Basisvragen die niet veranderen n.a.v. wijziging van de UDD-regeling per 1 januari 2017:
Wat betekent de UDD-status van antibiotica voor veehouders met meer dan 5 varkens, meer dan 5 vleeskalveren, meer dan 5 melkveerunderen, meer dan 250 konijnen, of meer dan 250 vleeskuikens?

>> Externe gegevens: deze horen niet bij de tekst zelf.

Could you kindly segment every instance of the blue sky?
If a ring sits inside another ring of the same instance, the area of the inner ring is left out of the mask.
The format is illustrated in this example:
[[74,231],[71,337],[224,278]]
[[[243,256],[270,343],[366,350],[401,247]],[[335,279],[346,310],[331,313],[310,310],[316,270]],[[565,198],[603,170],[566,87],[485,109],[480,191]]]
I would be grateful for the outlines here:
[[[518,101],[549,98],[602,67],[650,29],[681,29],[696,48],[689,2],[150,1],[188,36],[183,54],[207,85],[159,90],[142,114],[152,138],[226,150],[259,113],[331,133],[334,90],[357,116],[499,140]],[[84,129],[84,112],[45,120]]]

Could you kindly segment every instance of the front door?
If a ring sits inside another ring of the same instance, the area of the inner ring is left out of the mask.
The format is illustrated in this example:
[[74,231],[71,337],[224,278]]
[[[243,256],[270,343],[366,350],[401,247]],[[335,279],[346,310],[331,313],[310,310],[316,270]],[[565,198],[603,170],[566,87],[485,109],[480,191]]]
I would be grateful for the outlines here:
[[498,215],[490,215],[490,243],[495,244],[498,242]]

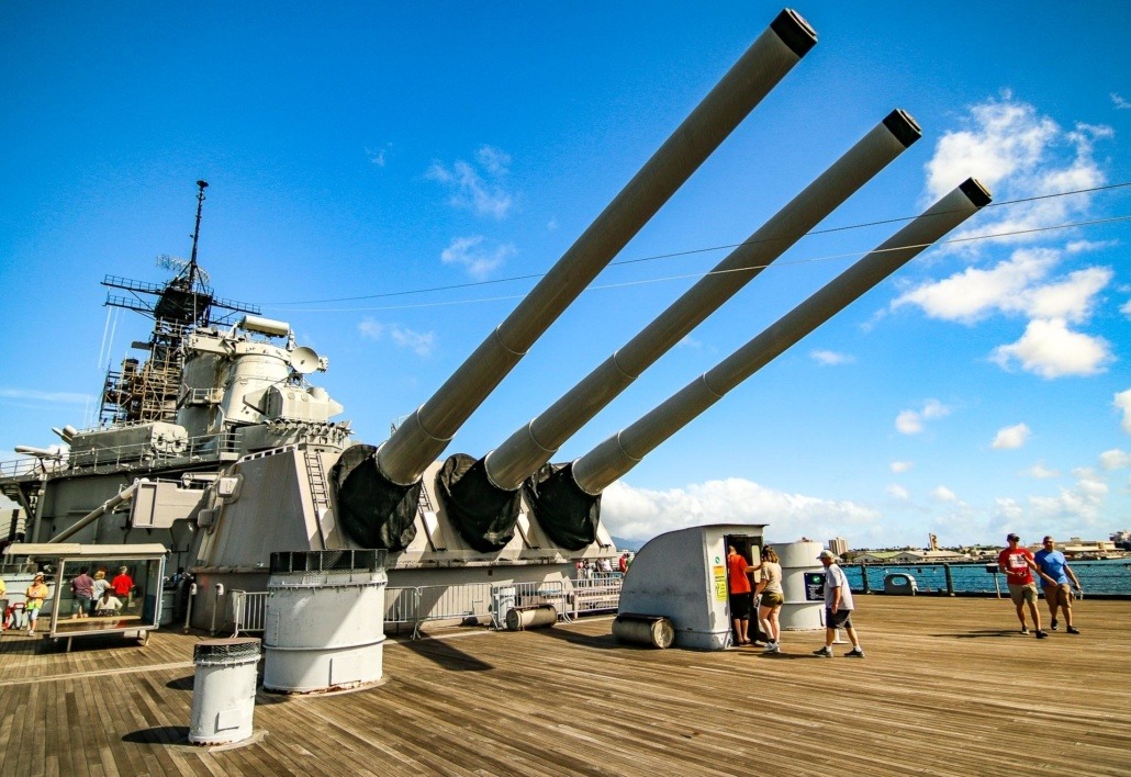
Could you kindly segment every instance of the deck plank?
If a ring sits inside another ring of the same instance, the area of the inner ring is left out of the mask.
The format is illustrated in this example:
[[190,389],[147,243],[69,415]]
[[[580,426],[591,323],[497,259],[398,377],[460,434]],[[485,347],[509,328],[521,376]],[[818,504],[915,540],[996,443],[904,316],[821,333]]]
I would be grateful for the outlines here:
[[204,636],[90,637],[67,654],[9,632],[0,772],[1126,775],[1131,603],[1089,599],[1083,634],[1039,641],[1008,601],[858,604],[864,661],[811,656],[819,632],[786,632],[783,656],[618,646],[608,618],[390,640],[381,685],[260,691],[264,736],[233,749],[182,739]]

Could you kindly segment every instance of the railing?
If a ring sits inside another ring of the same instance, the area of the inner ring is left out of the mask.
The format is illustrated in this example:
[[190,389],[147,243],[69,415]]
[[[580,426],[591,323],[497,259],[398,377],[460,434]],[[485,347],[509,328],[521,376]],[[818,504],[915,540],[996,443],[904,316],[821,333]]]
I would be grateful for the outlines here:
[[[581,582],[580,587],[577,580],[549,580],[386,588],[385,625],[395,625],[397,630],[411,627],[412,638],[417,639],[421,627],[429,622],[490,620],[495,629],[502,629],[511,607],[551,604],[558,618],[567,622],[571,616],[616,608],[620,576]],[[233,637],[265,629],[269,595],[269,592],[232,592]]]
[[23,458],[0,461],[0,477],[19,477],[21,475],[40,475],[49,472],[61,472],[67,468],[63,458]]
[[248,633],[267,628],[268,596],[270,592],[266,590],[232,592],[232,620],[235,623],[233,637],[239,637],[241,631]]
[[621,603],[624,576],[605,572],[570,580],[570,610],[573,618],[616,610]]
[[[1131,559],[1069,561],[1088,595],[1131,596]],[[865,594],[882,593],[889,575],[914,578],[920,594],[998,595],[1007,592],[994,562],[935,564],[844,564],[848,586]],[[992,570],[992,571],[991,571]]]
[[159,466],[185,459],[214,459],[218,458],[221,454],[239,452],[239,430],[233,430],[180,440],[152,440],[109,448],[88,448],[72,451],[69,460],[16,459],[0,461],[0,476],[11,477],[42,472],[96,472],[98,469],[115,469],[128,464],[136,465],[139,461],[149,466]]

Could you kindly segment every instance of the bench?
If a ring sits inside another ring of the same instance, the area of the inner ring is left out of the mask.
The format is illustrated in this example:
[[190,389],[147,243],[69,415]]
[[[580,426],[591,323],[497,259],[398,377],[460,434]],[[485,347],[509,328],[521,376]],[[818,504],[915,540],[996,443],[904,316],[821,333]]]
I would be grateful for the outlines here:
[[[52,636],[58,638],[67,638],[67,653],[70,653],[71,640],[75,637],[83,637],[86,634],[104,634],[112,631],[131,631],[137,628],[138,639],[141,640],[141,645],[146,645],[149,641],[149,628],[150,624],[141,623],[140,615],[100,615],[90,618],[76,618],[72,620],[59,620],[53,623]],[[145,631],[143,631],[145,629]]]

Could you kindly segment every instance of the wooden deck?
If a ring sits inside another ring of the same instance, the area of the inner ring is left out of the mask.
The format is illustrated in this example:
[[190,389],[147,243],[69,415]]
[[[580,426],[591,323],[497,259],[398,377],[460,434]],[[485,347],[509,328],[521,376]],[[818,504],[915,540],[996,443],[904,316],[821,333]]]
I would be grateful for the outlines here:
[[0,775],[1131,774],[1131,603],[1038,641],[1008,601],[860,599],[864,661],[621,647],[608,618],[390,640],[382,685],[260,692],[228,749],[187,744],[202,636],[8,632]]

Voor deze veehouders èn voor de dierenartsen die op deze bedrijven komen, geldt het 'nee tenzij principe'. Dit houdt in dat deze veehouders geen antibiotica zelf mogen toepassen of voorhanden mogen hebben tenzij ze een schriftelijke overeenkomst hebben en aan de voorwaarden uit de UDD-regeling voldoen.
Wat betekent de UDD-status van antibiotica voor houders met minder 5 varkens, minder dan 5 vleeskalveren, minder dan 5 melkveerunderen, minder dan 250 konijnen of minder dan 250 vleeskuikens of andere diersoorten?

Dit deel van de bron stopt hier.